Implementing the OGF GLUE Information Model

Sergio Andreozzi, INFN-CNAF

In the context of the Open Grid Forum, the GLUE Working Group is defining an information model for the description of Grid resources targeted at enabling resource awareness, discoverability and selection.
The modeling activity will unify a number of existing approaches towards the definition of an open standard with reference implementations. The current focus is on computing and storage resources.
The OMII-Europe project is engaged in this activity and is working on a reference implementation of the GLUE computing model for the OGSA-BES (Open Grid Services Architecture - Basic Execution Service) implementations developed within the project itself. OGSA-BES enables users to submit and control jobs to computing resources using a standard interface.
In this paper, we will present the implementation strategy and status, the related issues and the proposed solutions for implementing the GLUE computing model for OGSA-BES by relying on Open Pegasus and CIMP.

CIM V3 Update

Jeff Piazza, Hewlett Packard

A status report to the developer community of progress toward and considerations influencing the CIM V3.0 specification.  Particular topics include enumerations, embedded instances, cross-namespace associations, and interfaces.

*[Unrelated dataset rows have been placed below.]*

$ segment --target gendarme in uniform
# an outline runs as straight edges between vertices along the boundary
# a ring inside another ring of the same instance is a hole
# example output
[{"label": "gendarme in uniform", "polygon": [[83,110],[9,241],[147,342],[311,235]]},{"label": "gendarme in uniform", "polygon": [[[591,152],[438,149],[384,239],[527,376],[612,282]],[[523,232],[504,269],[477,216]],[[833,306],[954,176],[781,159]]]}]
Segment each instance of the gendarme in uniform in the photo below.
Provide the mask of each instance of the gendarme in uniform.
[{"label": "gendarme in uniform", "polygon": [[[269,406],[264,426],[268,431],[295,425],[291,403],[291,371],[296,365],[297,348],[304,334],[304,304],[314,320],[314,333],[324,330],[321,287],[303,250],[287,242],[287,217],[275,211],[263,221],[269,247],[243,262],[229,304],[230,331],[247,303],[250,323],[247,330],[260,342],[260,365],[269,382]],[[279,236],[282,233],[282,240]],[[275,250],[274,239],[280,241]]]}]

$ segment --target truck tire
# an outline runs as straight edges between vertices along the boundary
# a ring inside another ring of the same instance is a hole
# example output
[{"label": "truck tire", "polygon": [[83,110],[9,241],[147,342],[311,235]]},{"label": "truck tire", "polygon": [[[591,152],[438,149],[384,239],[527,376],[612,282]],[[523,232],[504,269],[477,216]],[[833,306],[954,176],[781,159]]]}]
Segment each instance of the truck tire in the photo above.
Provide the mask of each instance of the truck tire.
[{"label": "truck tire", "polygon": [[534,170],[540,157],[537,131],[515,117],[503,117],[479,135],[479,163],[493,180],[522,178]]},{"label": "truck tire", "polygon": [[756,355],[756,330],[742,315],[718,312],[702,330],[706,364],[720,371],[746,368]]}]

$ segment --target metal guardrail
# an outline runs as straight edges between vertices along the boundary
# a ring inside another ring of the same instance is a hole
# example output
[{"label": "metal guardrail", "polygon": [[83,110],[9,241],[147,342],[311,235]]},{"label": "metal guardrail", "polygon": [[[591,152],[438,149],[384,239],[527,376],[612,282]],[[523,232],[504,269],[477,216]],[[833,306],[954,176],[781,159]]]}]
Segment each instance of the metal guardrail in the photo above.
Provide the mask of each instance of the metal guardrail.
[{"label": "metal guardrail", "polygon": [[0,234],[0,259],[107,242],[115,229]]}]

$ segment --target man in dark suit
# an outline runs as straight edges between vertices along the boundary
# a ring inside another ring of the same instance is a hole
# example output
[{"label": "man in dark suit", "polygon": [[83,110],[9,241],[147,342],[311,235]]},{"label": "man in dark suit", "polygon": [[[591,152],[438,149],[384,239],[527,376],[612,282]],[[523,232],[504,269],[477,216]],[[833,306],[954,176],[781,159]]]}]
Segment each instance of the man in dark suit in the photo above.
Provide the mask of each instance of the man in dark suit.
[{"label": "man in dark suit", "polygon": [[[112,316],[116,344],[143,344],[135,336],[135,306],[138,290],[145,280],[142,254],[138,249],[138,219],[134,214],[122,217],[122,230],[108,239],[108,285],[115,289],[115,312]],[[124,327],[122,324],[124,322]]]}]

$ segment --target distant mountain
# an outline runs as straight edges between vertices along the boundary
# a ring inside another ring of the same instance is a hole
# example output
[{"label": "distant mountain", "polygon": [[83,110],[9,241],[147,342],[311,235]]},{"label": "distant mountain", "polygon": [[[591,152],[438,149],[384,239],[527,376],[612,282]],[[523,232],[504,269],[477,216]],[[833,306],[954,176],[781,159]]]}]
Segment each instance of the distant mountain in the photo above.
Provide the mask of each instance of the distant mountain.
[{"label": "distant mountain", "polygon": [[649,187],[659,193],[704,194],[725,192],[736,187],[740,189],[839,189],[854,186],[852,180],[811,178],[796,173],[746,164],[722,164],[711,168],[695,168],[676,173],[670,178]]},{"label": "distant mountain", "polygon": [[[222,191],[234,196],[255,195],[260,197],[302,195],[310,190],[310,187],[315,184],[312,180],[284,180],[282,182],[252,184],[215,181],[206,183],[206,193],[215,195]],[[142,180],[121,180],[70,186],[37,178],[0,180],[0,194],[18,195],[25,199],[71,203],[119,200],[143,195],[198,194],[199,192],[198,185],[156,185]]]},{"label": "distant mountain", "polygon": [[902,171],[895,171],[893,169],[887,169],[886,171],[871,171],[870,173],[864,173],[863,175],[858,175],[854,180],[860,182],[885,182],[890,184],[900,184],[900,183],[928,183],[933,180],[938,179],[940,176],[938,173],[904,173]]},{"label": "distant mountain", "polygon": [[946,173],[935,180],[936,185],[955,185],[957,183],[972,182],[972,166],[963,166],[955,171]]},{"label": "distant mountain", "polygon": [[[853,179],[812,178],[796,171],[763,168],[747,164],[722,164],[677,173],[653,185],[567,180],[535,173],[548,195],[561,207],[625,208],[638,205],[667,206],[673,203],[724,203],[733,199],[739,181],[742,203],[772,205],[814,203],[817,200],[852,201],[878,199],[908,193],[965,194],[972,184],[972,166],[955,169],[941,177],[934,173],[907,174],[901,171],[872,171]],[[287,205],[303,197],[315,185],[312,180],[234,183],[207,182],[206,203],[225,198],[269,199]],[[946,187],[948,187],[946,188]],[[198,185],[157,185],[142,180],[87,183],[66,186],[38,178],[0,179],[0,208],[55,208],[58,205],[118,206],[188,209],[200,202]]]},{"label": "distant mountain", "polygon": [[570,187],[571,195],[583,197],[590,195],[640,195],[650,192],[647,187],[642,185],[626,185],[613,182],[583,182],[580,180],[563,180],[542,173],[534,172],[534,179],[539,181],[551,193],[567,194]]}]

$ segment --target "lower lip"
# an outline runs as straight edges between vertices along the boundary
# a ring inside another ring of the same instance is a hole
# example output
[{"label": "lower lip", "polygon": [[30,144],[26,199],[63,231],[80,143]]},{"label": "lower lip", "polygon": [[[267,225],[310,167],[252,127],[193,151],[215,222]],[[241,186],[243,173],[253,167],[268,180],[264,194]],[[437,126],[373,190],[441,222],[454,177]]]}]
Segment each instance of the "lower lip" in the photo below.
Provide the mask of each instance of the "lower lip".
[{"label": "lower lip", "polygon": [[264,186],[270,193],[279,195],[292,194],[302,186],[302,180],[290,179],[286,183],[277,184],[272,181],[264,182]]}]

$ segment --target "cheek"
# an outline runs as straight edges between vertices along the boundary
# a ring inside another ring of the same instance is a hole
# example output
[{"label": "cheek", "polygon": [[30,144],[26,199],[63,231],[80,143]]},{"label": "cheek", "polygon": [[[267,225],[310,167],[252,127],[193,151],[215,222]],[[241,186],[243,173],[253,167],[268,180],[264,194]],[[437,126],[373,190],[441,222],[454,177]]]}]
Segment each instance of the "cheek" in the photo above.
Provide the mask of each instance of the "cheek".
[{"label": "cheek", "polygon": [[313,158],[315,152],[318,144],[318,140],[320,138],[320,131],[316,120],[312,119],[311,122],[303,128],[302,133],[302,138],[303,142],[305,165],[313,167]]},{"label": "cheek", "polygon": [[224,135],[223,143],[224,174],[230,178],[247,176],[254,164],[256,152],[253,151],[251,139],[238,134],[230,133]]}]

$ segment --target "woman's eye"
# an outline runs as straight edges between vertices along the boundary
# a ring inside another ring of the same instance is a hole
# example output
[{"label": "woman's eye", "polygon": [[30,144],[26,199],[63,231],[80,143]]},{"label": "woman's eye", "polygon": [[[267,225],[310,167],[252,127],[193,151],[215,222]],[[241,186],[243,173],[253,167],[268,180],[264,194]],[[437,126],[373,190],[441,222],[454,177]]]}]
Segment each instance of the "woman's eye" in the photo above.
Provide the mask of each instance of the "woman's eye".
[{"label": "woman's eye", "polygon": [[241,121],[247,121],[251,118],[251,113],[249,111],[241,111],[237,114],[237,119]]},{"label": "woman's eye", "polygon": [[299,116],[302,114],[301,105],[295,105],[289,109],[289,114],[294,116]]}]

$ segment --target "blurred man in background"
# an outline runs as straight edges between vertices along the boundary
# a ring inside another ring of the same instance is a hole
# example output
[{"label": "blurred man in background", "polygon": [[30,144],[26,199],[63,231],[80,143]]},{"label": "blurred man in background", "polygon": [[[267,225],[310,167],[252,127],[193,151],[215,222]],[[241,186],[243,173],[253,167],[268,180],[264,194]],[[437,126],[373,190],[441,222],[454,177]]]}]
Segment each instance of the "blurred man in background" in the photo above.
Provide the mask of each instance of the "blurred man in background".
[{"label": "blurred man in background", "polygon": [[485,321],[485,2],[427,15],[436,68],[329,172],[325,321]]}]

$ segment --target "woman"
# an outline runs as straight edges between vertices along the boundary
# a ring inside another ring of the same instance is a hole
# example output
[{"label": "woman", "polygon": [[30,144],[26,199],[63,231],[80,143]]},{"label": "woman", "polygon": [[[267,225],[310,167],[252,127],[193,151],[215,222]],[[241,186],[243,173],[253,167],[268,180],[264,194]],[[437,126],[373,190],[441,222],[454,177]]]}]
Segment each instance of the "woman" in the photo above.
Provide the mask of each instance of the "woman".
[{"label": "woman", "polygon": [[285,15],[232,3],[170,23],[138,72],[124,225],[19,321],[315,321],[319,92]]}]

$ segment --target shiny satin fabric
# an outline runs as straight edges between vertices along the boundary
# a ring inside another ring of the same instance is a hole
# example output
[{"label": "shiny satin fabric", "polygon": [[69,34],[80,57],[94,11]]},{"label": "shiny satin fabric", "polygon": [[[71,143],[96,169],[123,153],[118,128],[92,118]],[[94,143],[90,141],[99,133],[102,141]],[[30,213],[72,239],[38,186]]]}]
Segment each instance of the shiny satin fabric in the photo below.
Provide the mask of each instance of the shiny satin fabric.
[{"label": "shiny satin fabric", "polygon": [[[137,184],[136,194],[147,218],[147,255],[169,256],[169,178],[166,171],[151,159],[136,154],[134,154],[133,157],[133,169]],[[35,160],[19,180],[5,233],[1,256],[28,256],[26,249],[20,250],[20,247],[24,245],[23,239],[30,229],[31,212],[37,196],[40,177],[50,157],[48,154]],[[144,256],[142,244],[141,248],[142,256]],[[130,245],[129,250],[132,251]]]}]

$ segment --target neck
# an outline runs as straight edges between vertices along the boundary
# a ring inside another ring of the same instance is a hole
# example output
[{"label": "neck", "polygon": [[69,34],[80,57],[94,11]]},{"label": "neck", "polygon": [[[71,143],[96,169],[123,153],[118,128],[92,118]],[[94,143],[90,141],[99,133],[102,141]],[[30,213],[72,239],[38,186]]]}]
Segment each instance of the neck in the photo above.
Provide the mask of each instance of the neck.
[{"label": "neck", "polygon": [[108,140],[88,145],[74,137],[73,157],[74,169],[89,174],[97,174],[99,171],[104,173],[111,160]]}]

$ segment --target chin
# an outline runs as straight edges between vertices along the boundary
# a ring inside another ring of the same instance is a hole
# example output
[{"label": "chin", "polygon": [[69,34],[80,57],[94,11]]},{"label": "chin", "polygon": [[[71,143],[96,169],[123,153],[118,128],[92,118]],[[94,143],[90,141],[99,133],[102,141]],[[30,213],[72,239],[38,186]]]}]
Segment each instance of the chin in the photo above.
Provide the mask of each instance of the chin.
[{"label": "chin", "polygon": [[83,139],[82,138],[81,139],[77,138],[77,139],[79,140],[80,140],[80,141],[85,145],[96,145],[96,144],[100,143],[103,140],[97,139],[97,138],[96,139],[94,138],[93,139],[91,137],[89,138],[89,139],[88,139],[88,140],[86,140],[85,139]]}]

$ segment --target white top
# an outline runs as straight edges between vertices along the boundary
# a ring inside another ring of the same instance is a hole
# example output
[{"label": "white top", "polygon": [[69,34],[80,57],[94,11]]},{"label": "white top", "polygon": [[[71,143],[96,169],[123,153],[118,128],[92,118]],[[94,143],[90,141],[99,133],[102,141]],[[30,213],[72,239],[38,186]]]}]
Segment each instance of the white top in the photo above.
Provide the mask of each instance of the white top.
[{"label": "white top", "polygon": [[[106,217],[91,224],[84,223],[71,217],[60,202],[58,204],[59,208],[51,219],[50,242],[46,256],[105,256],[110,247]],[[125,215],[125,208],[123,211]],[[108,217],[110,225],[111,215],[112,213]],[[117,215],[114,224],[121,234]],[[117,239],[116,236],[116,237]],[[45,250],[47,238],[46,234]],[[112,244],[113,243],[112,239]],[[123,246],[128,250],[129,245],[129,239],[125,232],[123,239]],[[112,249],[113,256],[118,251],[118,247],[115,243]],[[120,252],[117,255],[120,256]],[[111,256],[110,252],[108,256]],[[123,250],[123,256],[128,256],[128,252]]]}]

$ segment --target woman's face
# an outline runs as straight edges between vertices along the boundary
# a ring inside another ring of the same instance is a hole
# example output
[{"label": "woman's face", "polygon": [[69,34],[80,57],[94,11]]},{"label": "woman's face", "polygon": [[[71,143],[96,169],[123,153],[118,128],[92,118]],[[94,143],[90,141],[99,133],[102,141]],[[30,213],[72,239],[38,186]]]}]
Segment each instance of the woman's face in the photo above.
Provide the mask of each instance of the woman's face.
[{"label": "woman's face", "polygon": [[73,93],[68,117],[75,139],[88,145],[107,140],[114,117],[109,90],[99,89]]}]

Telco Workgroup - Building Bridges Between Standards Communities

Alex Zhdankin, Harris
Jeff Wheeler, Cisco

The Telco WG was formed about two years ago to address emerging harmonization and integration issues between standards traditionally developed and demanded by the telecommunication and IT communities. At the beginning the group was focusing on the mapping work between HPI and CIM. This work is still actively going and the group continues to make steady progress.
In the past year the scope of work the Telco WG is performing has increased dramatically. The group now serves as a bridge between DMTF and TMF with the results of the joint harmonization work being exchanged through it. This includes work on harmonization methodology between CIM and SID, continuing work on harmonization with TMF mTOP model and interfaces and participation in ITU-T Next Generation Management initiatives.
Another direction Telco WG is addressing is IPTV Management. The group performs analysis of existing IPTV standards looking at the similarities and gaps between them and works on creation of CIM-based IPTV Services Management Profile. Among other topics the group is planning to address in the future are various networking profiles, gaps between different standards in the resource naming. The workgroup is also planning to contribute into inter-SDO management interface harmonization.